Les procédures d'enquête
( relations POLICE / JUSTICE ) :
1°) Garde à vue : Pour le besoin
d'une enquête, un officier de police judiciaire peut retenir une personne
dans les locaux de la police pour une durée ( en règle générale
de 24 heures ) renouvelable avec l'autorisation du procureur de la République
.
S'il l'estime nécessaire, le procureur de la République peut désigner,
même à la requête d'un membre de la famille de la personne gardée
à vue, un médecin qui examinera cette dernière à n'importe
quel moment de la garde à vue . Après 24 heures, l'examen médical
sera de droit si la personne retenue le demande . Elle en sera avisée .
Mention de cet avis sera portée au procès-verbal et émargée
par la personne intéressée . Si la personne est assez malade pour
qu'elle ne puisse pas restée en garde à vue, elle sera conduite dans
un hôpital .
Nul ne peut être détenu arbitrairement et la garde à vue est
limitée à 48 heures,( exceptionnellement à 96 heures ) .

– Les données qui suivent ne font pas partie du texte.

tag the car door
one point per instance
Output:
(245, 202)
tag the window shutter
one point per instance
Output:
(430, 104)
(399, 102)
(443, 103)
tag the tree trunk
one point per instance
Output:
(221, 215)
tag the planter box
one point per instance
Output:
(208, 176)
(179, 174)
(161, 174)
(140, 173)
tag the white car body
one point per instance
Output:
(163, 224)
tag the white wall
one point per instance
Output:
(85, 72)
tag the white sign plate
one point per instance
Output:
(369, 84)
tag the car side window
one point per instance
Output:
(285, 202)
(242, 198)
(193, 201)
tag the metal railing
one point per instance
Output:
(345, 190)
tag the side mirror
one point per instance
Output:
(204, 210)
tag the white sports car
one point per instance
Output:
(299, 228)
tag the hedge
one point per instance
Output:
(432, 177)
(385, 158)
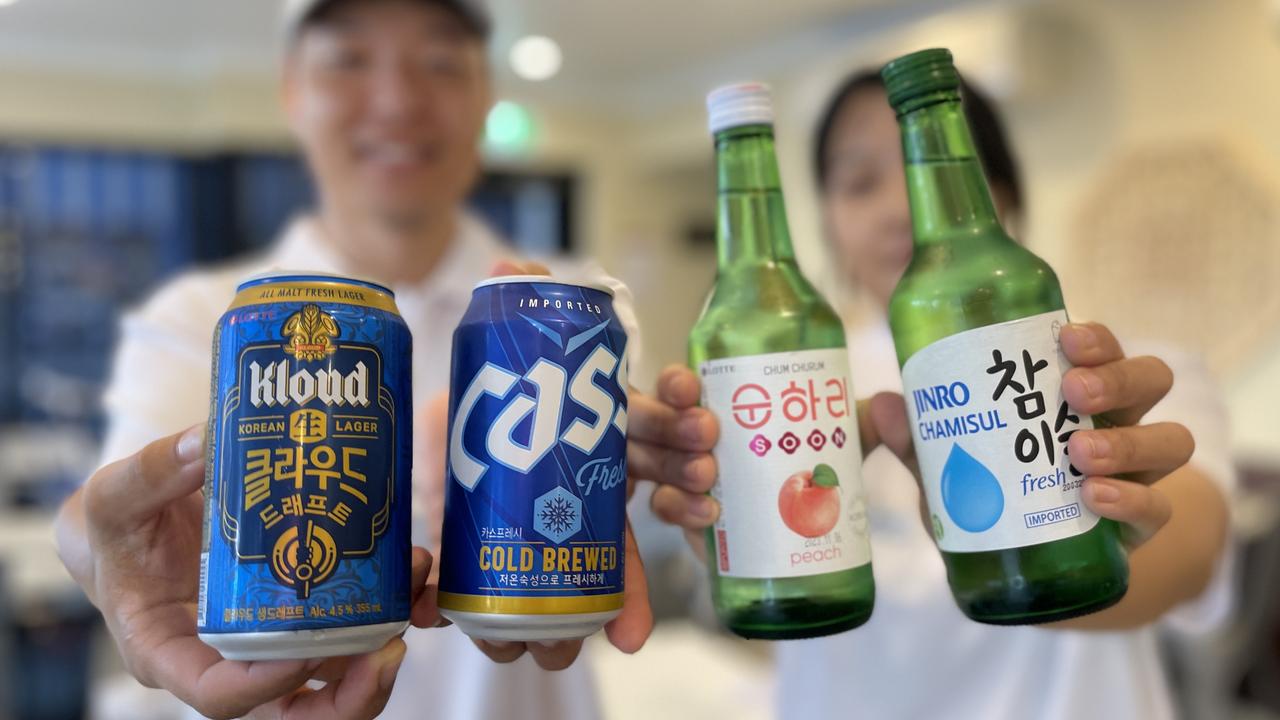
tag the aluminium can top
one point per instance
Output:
(543, 279)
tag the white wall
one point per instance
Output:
(1079, 81)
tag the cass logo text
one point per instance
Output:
(554, 390)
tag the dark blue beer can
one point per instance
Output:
(535, 499)
(306, 542)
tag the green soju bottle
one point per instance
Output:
(976, 322)
(789, 555)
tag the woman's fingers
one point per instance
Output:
(1143, 510)
(685, 509)
(1123, 391)
(1141, 452)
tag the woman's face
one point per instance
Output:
(864, 200)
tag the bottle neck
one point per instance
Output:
(752, 228)
(947, 190)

2°) Un mandat est le pouvoir qu'une personne
donne à une autre d'agir en son nom .
Le juge d'instruction peut, selon les cas, décerner mandat de comparution,
d'amener, de dépôt ou d'arrêt .
Le mandat de comparution a pour objet de mettre l'inculpé en demeure de
se présenter devant le juge à la date et à l'heure indiquées
par ce mandat .
Le mandat d'amener est l'ordre donné par un juge à la force publique
de conduire immédiatement l'inculpé devant lui .

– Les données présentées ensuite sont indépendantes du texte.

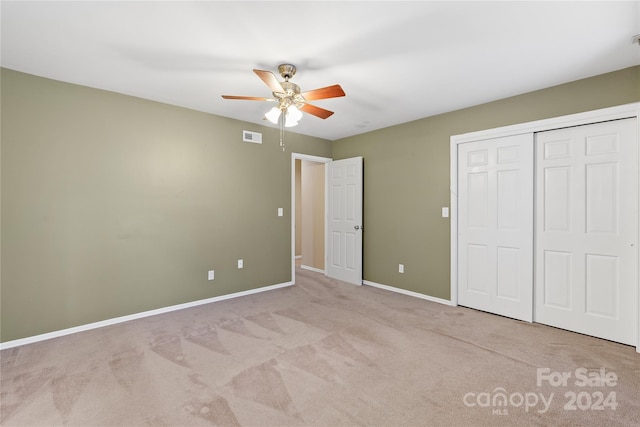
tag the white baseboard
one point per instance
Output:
(116, 320)
(406, 292)
(317, 270)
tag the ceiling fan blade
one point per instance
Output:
(270, 79)
(247, 98)
(323, 93)
(316, 111)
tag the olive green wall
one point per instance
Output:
(113, 205)
(406, 175)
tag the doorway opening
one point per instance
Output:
(308, 207)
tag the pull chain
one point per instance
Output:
(282, 118)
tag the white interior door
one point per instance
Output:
(495, 225)
(344, 220)
(587, 229)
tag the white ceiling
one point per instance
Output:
(396, 61)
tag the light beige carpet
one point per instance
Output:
(321, 353)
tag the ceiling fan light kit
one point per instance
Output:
(291, 101)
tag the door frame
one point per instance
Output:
(612, 113)
(317, 159)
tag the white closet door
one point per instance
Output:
(344, 221)
(495, 226)
(587, 229)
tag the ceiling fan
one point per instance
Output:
(289, 97)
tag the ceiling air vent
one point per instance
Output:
(248, 136)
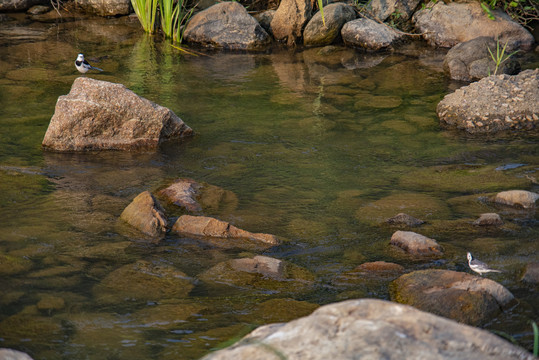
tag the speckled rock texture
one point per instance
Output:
(494, 104)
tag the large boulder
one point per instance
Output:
(369, 34)
(370, 329)
(459, 296)
(471, 60)
(493, 104)
(383, 9)
(290, 19)
(210, 227)
(226, 25)
(20, 5)
(447, 24)
(99, 115)
(317, 33)
(416, 244)
(106, 8)
(146, 214)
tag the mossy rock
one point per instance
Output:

Le mandat de dépôt est l'ordre donné par le juge au <<
chef de l'établissement pénitentiaire >> de recevoir et de détenir
l'inculpé . Ce mandat permet également de rechercher ou de transférer
l'inculpé lorsqu'il lui a été précédemment notifié
.
Le mandat d'arrêt est l'ordre donné à la force publique de rechercher
l'inculpé et de le conduire à la maison d'arrêt indiquée
sur le mandat, où il sera reçu et détenu .
Tout mandat précise l'identité de l'inculpé ; il est daté
et signé par le magistrat qui l'a décerné et est revêtu
de son sceau . Les mandats d'amener, de dépôt et d'arrêt mentionnent
en outre la nature de l'inculpation et les articles de loi applicables . Le
mandat d'amener ou d'arrêt est notifié et exécuté par un
officier ou agent de la police judiciaire ou par un agent de la force publique,
lequel en fait l'exhibition à l'inculpé et lui en délivre une
copie . Les mandats d'amener et d'arrêt peuvent, en cas d'urgence, être
diffusés par tous
les moyens .
Les mandats sont exécutoires dans toute l'étendue du territoire de
la République . L'agent chargé de l'exécution d'un mandat d'amener
ou d'arrêt ne peut s'introduire dans le domicile d'un citoyen avant 6 heures
ni après 21 heures . Il peut se faire accompagner d'une force suffisante
pour que l'inculpé ne puisse se soustraire à la loi . La force est
prise dans le lieu le plus proche de celui où le mandat doit s'exécuter
et elle est tenue de déférer aux réquisitions contenues dans
ce mandat .
Si l'inculpé ne peut être saisi, un procès-verbal de perquisition
et de recherches infructueuses est adressé au magistrat qui a délivré
le mandat .L'inobservation des formalités prescrites pour les mandats de
comparution, d'amener, de dépôt et d'arrêt est sanctionnée
par une amende civile de 50F prononcée contre le greffier par le président
de la chambre d'accusation ; elle peut donner lieu à des sanctions disciplinaires
ou à prise à partie contre le juge d'instruction ou le procureur de
la République .
Le mandat de perquisition est un mandat qui permet un acte d'enquête ou
d'instruction consistant en une inspection minutieuse effectuée par un
juge ou un officier de police sur les lieux où peuvent se trouver des éléments
de preuve d'une infraction ( souvent le domicile d'un prévenu ) .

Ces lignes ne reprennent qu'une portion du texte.